The Java deployment world is plagued with infra issues! Things we need to take care of:
- Shell accesses
- File System Storage
- Indexes corrupting and the list goes on…
So after my failed attempt to understand/decipher CORS issues on the AWS platform, I fortunately stumbled on google-cloud! And it is one hell of a bouquet of services for us petty and dev-ops-complaining Java folks!
So churn out a bitnami tomcat instance and you get the feel of the aws thing. For over a month now my google cloud app was(still is) talking to the mysql instance on aws, before that starts to drain my mini wallet, time to configure a mysql instance on google-cloud.

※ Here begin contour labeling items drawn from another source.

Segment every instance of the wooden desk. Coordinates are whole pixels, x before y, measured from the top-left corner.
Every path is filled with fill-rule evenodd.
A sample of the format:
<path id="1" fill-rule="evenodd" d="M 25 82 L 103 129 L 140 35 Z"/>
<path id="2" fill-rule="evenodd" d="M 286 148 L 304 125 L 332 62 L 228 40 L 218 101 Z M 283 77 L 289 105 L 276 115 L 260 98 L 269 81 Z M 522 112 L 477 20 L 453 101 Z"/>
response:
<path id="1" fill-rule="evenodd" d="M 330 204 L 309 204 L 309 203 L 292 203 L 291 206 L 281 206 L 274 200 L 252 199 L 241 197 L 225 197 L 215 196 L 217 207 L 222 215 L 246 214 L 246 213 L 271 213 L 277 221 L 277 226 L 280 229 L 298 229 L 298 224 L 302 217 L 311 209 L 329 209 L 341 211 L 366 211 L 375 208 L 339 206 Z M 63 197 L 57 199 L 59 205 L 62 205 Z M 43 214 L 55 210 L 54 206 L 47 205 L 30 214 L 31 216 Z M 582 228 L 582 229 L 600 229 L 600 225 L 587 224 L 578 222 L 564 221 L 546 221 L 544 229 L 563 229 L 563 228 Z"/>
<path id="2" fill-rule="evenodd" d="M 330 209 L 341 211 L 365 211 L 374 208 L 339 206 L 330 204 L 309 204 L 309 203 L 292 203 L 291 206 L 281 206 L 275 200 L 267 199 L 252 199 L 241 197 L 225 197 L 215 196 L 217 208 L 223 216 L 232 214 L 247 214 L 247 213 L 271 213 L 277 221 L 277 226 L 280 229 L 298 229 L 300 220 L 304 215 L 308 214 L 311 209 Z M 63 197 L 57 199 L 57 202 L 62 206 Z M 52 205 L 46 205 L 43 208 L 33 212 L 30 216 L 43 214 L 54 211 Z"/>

And here are the steps:
- Have access to the SSH into your google cloud instance working
- Create following script (/home/bitnami/mysql-init):
UPDATE mysql.user SET Password=PASSWORD('NEW_PASSWORD') WHERE User='root'; FLUSH PRIVILEGES;
sudo /opt/bitnami/ctlscript.sh stop mysql
sudo /opt/bitnami/mysql/bin/mysqld_safe --defaults-file=/opt/bitnami/mysql/my.cnf --pid-file=/opt/bitnami/mysql/data/mysqld.pid --init-file=/home/bitnami/mysql-init 2> /dev/null &
sudo /opt/bitnami/ctlscript.sh restart mysql
- Remove the script in step 2.
So it turns out to get mysql talking on your bitnami instance you only need to reset the password.
Further to enable remote access do this in
Next to enable remote mysql access via workbench you need to enable firewall ports to allow connections for tcp 3306 for a specific ip on your google cloud instance.
And there you go, you have a lot powerful config, much like aws ready to be used, backed by google!!